STEP 3 - Randomizing the display properties

Randomizing width, height and rotation.

I used the following values to to create consistent dust.

Height between 50 and 150

Width between 50 and 150

Rotation between 0 and 360


ACTIONSCRIPT 3

this.width = randomSize(50, 150);

this.height = randomSize(50, 150);

rotation = randomSize(0,360);


function randomSize(mini:Number, maxi:Number){

return (Math.floor(Math.random() * (maxi - mini + 1)) + mini);

}


STEP 4 - Alpha, Tweening and decaying

I started by making the dust at 40% opacity and then moved on to tweening

Tweening really depends on your engine. However some tools such as TweenLite exist which are written the same way regardless of which version your choose.

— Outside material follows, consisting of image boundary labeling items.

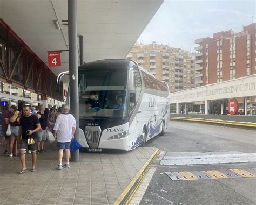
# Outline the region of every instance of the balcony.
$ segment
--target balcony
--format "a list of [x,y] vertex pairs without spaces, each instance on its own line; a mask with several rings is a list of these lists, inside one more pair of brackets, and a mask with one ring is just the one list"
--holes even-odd
[[203,84],[203,81],[199,80],[198,81],[195,81],[194,83],[197,85]]
[[129,53],[128,55],[127,55],[126,58],[132,58],[132,54],[131,54],[131,53]]
[[177,70],[182,70],[183,68],[181,67],[175,66],[175,69]]
[[194,63],[196,64],[200,64],[200,63],[203,63],[203,59],[201,60],[196,60],[194,61]]
[[203,50],[203,46],[196,46],[194,47],[195,51],[200,51]]
[[203,73],[196,73],[194,74],[194,76],[196,77],[203,77]]
[[138,57],[138,58],[144,58],[144,53],[138,53],[137,54],[137,56]]
[[196,44],[201,44],[203,43],[203,38],[199,38],[199,39],[196,39],[194,40]]
[[200,57],[203,56],[203,53],[196,53],[194,54],[194,56],[196,57]]
[[195,71],[199,71],[199,70],[203,70],[203,67],[200,66],[200,67],[196,67],[194,68],[194,70]]

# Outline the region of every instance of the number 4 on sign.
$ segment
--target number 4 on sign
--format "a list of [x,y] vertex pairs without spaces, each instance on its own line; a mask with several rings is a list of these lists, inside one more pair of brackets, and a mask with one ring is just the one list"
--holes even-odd
[[52,61],[51,61],[52,64],[56,65],[57,64],[57,61],[56,61],[56,58],[55,58],[53,60],[52,60]]

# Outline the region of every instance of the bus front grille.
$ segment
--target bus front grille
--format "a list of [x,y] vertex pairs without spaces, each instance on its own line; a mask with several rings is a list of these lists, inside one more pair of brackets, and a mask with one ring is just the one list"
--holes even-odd
[[100,126],[86,126],[84,130],[85,137],[90,148],[97,148],[102,130]]

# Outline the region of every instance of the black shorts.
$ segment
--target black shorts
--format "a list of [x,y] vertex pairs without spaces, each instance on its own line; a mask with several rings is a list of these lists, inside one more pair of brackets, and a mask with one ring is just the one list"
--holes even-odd
[[36,139],[34,139],[34,144],[28,145],[28,139],[22,138],[19,142],[19,150],[25,150],[25,152],[28,150],[30,150],[31,152],[36,152]]
[[3,129],[2,130],[2,131],[3,132],[3,134],[4,135],[5,139],[9,139],[11,138],[10,135],[6,135],[7,130]]

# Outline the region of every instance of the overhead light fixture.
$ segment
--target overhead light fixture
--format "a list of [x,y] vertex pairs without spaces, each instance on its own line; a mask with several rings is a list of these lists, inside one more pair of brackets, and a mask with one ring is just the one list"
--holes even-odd
[[60,31],[60,26],[59,26],[59,22],[58,22],[57,20],[55,20],[55,25],[56,26],[56,29]]

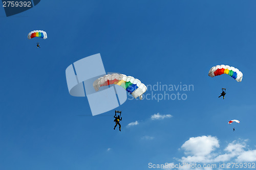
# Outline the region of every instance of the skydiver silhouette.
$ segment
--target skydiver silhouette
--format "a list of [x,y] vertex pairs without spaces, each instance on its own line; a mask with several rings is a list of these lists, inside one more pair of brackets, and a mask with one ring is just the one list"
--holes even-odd
[[223,96],[223,99],[224,99],[225,95],[226,95],[226,89],[222,88],[221,89],[222,90],[222,92],[221,93],[221,95],[220,95],[219,96],[219,98],[220,98],[221,96]]
[[116,114],[115,114],[115,115],[114,116],[114,118],[115,118],[115,120],[114,120],[114,122],[116,122],[116,125],[114,127],[114,130],[116,129],[116,126],[117,126],[117,125],[118,125],[119,126],[119,131],[121,131],[121,125],[120,125],[119,120],[122,120],[122,117],[120,117],[119,115],[118,115],[117,117]]

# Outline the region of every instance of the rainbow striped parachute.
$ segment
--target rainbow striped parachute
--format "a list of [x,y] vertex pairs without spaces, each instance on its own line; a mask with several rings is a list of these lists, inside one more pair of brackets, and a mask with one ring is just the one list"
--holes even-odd
[[31,31],[28,35],[28,38],[30,39],[34,37],[41,37],[46,39],[47,38],[47,34],[42,30],[35,30]]
[[146,86],[138,79],[135,79],[133,77],[118,74],[106,75],[100,77],[94,81],[93,87],[95,91],[97,91],[100,87],[111,84],[116,84],[122,87],[135,98],[140,96],[140,100],[142,99],[142,94],[147,89]]
[[241,82],[243,79],[243,74],[238,69],[225,65],[218,65],[215,67],[211,67],[208,75],[211,77],[214,77],[223,74],[230,76],[238,82]]

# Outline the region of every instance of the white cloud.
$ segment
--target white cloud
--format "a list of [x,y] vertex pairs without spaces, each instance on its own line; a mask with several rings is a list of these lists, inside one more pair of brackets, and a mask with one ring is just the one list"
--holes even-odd
[[139,125],[139,122],[136,120],[135,122],[130,123],[130,124],[129,124],[126,126],[126,127],[130,127],[131,126],[135,126],[135,125]]
[[219,147],[220,144],[217,137],[202,136],[190,137],[182,144],[181,149],[185,150],[186,155],[204,156]]
[[182,157],[178,160],[181,162],[190,163],[255,161],[256,150],[247,149],[246,142],[247,141],[234,140],[228,143],[222,151],[220,149],[216,151],[220,148],[219,141],[216,137],[202,136],[191,137],[181,146],[185,156]]
[[154,114],[151,116],[152,120],[163,119],[165,118],[170,118],[173,116],[170,114],[160,114],[159,113]]
[[144,136],[141,137],[142,139],[145,139],[145,140],[152,140],[154,138],[154,137],[150,136]]

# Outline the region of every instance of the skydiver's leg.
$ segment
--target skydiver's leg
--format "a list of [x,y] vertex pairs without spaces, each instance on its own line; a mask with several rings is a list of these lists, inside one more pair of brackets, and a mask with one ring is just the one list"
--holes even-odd
[[116,127],[117,126],[117,122],[116,122],[116,125],[114,127],[114,130],[115,130],[116,129]]
[[118,125],[119,126],[119,131],[121,131],[121,125],[120,125],[120,123],[118,122]]

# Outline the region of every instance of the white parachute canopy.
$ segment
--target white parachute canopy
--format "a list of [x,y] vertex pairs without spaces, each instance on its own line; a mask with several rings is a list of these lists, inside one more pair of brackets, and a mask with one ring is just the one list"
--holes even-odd
[[233,119],[233,120],[230,120],[230,121],[228,122],[228,124],[232,124],[234,122],[236,122],[236,123],[238,123],[239,124],[240,123],[240,122],[239,122],[239,120]]

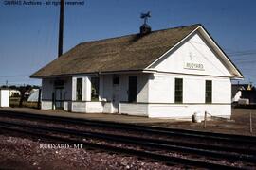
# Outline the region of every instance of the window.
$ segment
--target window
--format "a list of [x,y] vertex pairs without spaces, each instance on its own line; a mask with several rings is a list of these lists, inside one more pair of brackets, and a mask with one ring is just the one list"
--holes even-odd
[[210,80],[206,80],[206,103],[212,102],[212,82]]
[[77,101],[82,100],[82,78],[77,78]]
[[113,76],[113,84],[114,85],[119,85],[119,81],[120,81],[119,76],[118,76],[117,75],[114,75]]
[[183,102],[183,79],[175,78],[175,103]]
[[91,77],[91,101],[99,101],[99,77]]
[[128,102],[137,102],[137,76],[129,76]]

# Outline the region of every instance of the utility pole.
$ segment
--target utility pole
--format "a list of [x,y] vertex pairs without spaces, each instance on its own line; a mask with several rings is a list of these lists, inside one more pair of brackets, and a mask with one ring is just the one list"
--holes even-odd
[[58,57],[63,55],[64,44],[64,0],[61,0],[60,4],[60,24],[59,24],[59,47]]

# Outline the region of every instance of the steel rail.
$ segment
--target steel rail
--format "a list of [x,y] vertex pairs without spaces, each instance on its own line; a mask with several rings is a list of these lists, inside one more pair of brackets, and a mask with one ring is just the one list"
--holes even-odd
[[112,146],[112,145],[94,144],[94,143],[84,142],[82,140],[74,140],[70,138],[52,136],[46,133],[31,132],[25,129],[17,129],[15,128],[7,128],[7,127],[1,126],[1,129],[23,133],[26,135],[31,135],[34,137],[40,137],[46,140],[60,141],[62,143],[65,142],[69,144],[82,144],[84,147],[88,147],[88,148],[94,148],[97,150],[105,150],[109,152],[125,154],[125,155],[127,154],[127,155],[132,155],[132,156],[141,157],[141,158],[148,158],[151,160],[163,162],[171,163],[171,164],[182,164],[186,166],[202,167],[202,168],[209,168],[209,169],[252,169],[250,167],[229,166],[229,165],[208,162],[203,162],[203,161],[198,161],[198,160],[193,160],[193,159],[161,155],[161,154],[152,153],[149,151],[136,150],[136,149],[131,149],[131,148],[128,149],[128,148]]
[[233,153],[223,153],[218,152],[215,150],[206,150],[202,148],[193,148],[183,145],[174,145],[170,144],[162,143],[161,140],[155,139],[148,139],[148,138],[141,138],[141,137],[132,137],[132,136],[124,136],[124,135],[116,135],[116,134],[107,134],[107,133],[100,133],[100,132],[91,132],[86,130],[76,130],[70,128],[51,128],[46,126],[34,126],[34,125],[27,125],[27,124],[20,124],[20,123],[10,123],[10,122],[3,122],[0,121],[0,125],[6,126],[13,126],[13,127],[21,127],[21,128],[28,128],[31,129],[39,129],[47,132],[58,132],[63,133],[65,135],[75,135],[83,138],[94,138],[100,140],[107,140],[110,142],[119,142],[124,144],[136,144],[137,146],[142,147],[150,147],[150,148],[157,148],[162,149],[164,151],[178,151],[182,153],[189,153],[189,154],[196,154],[201,156],[207,156],[216,159],[226,159],[229,161],[238,161],[238,162],[256,162],[255,155],[245,155],[245,154],[233,154]]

However regardless of how you achieve this here are a few things which you want to achieve.


Make the dust move on the x axis between 6px and 15px (this can be done using random generation)

Make the dust move on the y axis between 5px and 7px (this can be done using random generation)

Increase the width and height by 1/2 the current width and height.

Decrease the alpha channel to 0 (invisible).


Here is how I made my dust trail decay over time using TweenLite

TweenLite.to(this, 2,{x:randomSize(this.x+6,this.x+15), y:randomSize(this.y+5,this.y+7),width:this.width*0.5,height: this.height*0.5, alpha:0, onComplete:deleteMe})


Once you've completed your tween collect the garbage by any means necessary. This stops your dust from tanking low end CPU's


It should look a little something like this when you are done.


You can change the way the dust decays by changing the width and height decay. For example. Here I made the dust shrink rather than grow. Creating a sort of worm look.


Here I increase the growth rate of decay by x2 rather than x0.5



Finally I added it into my game



Not bad for a couple of clicks in Photoshop.

(+1)

It's cool to have tutorials, but I think a single thread would pretty quickly get out of hand and be difficult to browse. Maybe a tutorials section would be good, in each master section (2D Art, 3D Art, Music, etc.)?

Good idea.

This is really cool :D, How do you do this in GIMP ^_^, as for bluring the sprite and making it move do you do it in Gamemaker?